Le PCF bolchevisé, Parti des barricades

Cet espoir du Parti Communiste de passer en force après le 1er août 1929 était particulièrement volontariste. Le Parti, en 1929, n’a que 358 cellules d’entreprises, qui regroupent seulement 5660 membres dans des usines regroupant un peu moins de 300 000 personnes.

De plus, la répression ne s’arrête pas. En septembre 1929, toutes les salles municipales sont interdites à la CGT Unitaire sur ordre du gouvernement, début octobre c’est le congrès de la Jeunesse Communiste qui ne peut pas obtenir de salle, fin octobre c’est l’Humanité qui se voit ajouter une inculpation : celle de complot contre la sûreté extérieure de l’État.

Ainsi, Marcel Cachin, Henri Barbusse et Paul Vaillant-Couturier sont, en tant que directeurs et rédacteurs de l’Humanité, accusés d’espionnage ; Jacques Doriot, André Marty et Jacques Duclos, en tant que membres du Comité Central du Parti Communiste, sont accusés de complot.

Cependant, la position du Parti Communiste reflète également une nouvelle situation, celle d’une poussée révolutionnaire des masses, alors que la France n’échappe plus à la première crise générale du capitalisme à la suite de la crise américaine d’octobre 1929.

Le nombre de grèves en 1930 augmente de plus de 50 % par rapport à 1929 et le niveau de violence s’élève particulièrement.

Un événement marquant est, en juillet 1930, une manifestation au Petit-Quevilly contre la loi sur les assurances sociales se faisant aux dépens des ouvriers. Lorsque les forces de l’ordre bloquent le cortège se dirigeant vers le centre de Rouen, du matériel d’un chantier voisin est récupéré et il s’ensuit un violent affrontement.
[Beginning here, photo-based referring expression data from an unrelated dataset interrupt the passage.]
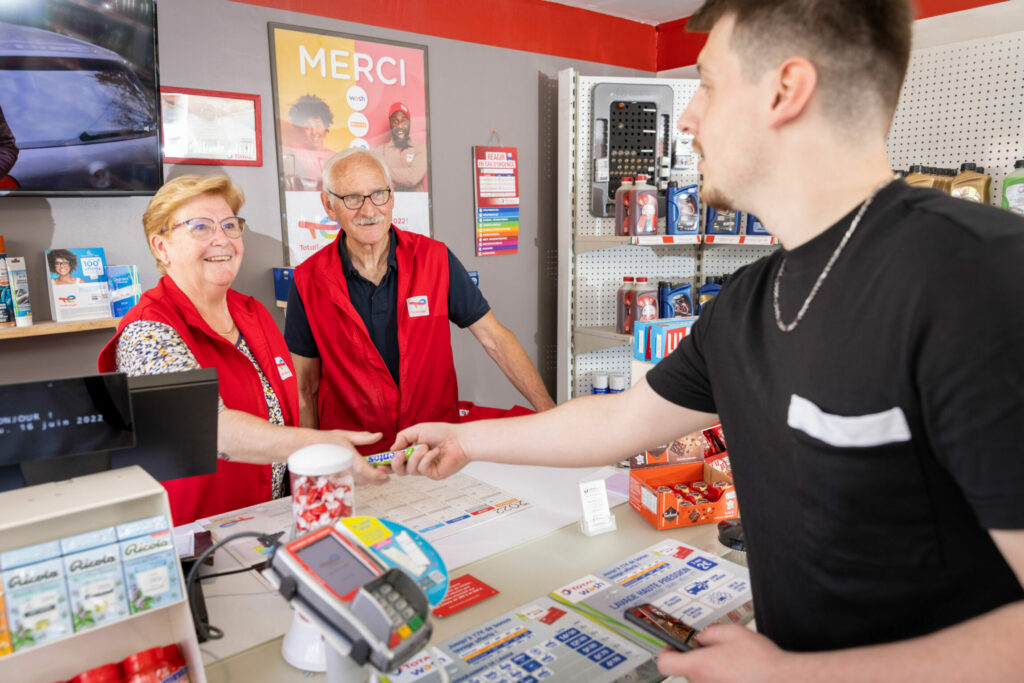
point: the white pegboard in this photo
(725, 259)
(599, 274)
(586, 224)
(963, 102)
(609, 360)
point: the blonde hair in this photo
(175, 193)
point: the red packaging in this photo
(146, 667)
(109, 673)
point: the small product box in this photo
(721, 222)
(754, 226)
(95, 579)
(666, 337)
(151, 564)
(36, 595)
(676, 496)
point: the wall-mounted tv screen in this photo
(79, 107)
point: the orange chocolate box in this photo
(660, 507)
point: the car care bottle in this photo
(1013, 188)
(644, 301)
(972, 185)
(623, 206)
(624, 307)
(643, 203)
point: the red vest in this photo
(236, 484)
(356, 391)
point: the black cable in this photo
(208, 631)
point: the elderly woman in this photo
(193, 318)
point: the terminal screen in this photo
(65, 417)
(335, 564)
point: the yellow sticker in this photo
(368, 529)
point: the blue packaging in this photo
(682, 210)
(708, 292)
(721, 222)
(282, 285)
(754, 226)
(676, 301)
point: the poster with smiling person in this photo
(333, 91)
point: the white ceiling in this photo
(647, 11)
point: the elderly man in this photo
(368, 315)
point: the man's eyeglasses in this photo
(354, 202)
(204, 228)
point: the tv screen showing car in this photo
(79, 97)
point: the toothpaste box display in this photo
(36, 595)
(151, 564)
(95, 579)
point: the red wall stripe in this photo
(546, 28)
(532, 26)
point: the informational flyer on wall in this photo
(333, 91)
(496, 174)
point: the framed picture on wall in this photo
(333, 91)
(211, 127)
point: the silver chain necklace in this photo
(824, 273)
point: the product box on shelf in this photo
(35, 595)
(653, 496)
(95, 579)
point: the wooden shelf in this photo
(51, 328)
(586, 340)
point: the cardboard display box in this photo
(660, 508)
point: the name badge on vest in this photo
(282, 368)
(418, 306)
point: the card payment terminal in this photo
(380, 613)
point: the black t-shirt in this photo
(377, 305)
(875, 444)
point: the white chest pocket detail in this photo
(848, 431)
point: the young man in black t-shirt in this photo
(868, 376)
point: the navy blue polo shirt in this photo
(377, 305)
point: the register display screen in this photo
(335, 564)
(66, 417)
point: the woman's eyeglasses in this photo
(204, 228)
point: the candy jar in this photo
(322, 486)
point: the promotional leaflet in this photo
(538, 641)
(695, 587)
(496, 175)
(77, 280)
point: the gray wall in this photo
(221, 45)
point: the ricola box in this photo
(36, 595)
(151, 564)
(95, 579)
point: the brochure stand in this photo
(51, 511)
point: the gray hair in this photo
(347, 154)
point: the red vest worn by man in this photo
(235, 484)
(356, 391)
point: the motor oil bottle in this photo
(643, 205)
(624, 307)
(972, 185)
(644, 301)
(623, 206)
(1013, 188)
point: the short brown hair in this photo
(860, 48)
(175, 193)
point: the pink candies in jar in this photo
(322, 486)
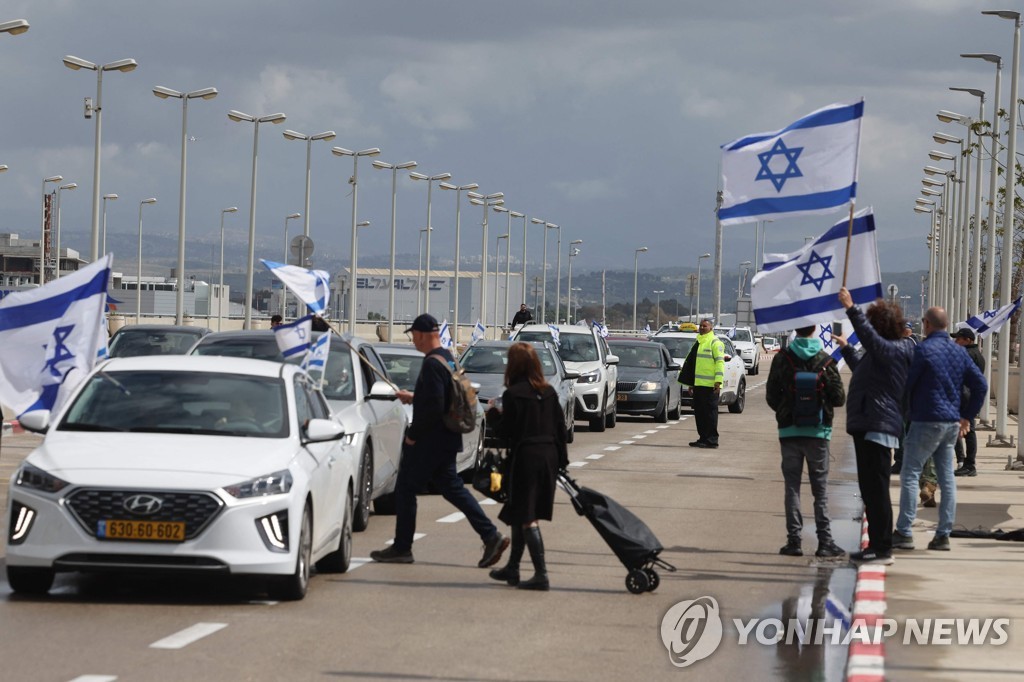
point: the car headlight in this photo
(36, 478)
(279, 482)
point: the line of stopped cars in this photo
(230, 460)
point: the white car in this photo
(203, 465)
(742, 340)
(733, 391)
(583, 350)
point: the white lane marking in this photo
(182, 639)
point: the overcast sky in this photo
(602, 117)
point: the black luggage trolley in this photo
(626, 535)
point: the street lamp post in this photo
(459, 188)
(240, 117)
(394, 168)
(56, 240)
(138, 265)
(354, 181)
(164, 93)
(124, 66)
(220, 285)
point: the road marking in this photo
(182, 639)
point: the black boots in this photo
(510, 573)
(536, 545)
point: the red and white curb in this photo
(865, 661)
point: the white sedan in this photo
(207, 465)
Mais le véritable symbole va se produire une année plus tard.

La grève du textile à Roubaix contre la baisse des salaires est portée par 114 000 des 127 000 travailleurs en mai 1931 ; en juin 199 usines sont fermées, 12 le sont partiellement, seulement 9 sont en activité, alors que de véritables barricades sont construites dans le quartier des Longues Haies, prélude à de violentes bagarres de rue avec la police.

Ces barricades sont, pour le Parti Communiste, le symbole même de sa ligne appelant à des actions exemplaires de masse appelées à devenir toujours plus puissantes et à se développer comme insurrection urbaine.

C’est que, très bien structurées, ces barricades disposaient même de fils de fer tendus sur leur devant pour empêcher le passage de la police à cheval, alors que le repli était parfaitement assuré et prévu.

Le Parti Communiste publie dans ce cadre une brochure élogieuse sur cet épisode des barricades, avec une préface de Maurice Thorez, lui-même expliquant, en juin 1931, dans son article « La leçon des barricades » en Une de l’Humanité, que :

« Les barricades de la rue des Longues-Haies ont suscité un vif élan d’enthousiasme dans la classe ouvrière.

Le vieux sang révolutionnaire bouillonne de nouveau dans les veines des prolétaires du pays. Dimanche, dans les rues de Lille et sous le dôme historique, témoin des controverses passionnées [dites sur « les deux méthodes »] entre ces deux grands artisans de notre mouvement ouvrier que furent Guesde et Jaurès [en novembre 1900 à l’hippodrome de Lille], la foule immense des travailleurs exprimait, bien, par ses. cris et ses chants, le sentiment populaire d’admiration pour les glorieux combattants de Roubaix.

Ce n’est pas chez les prolétaires que l’on trouverait ces canailles – flétries jadis par Guesde [qui a rejoint l’Union sacrée en 1914 et est resté SFIO en 1920] – qui insultent les « émeutiers ».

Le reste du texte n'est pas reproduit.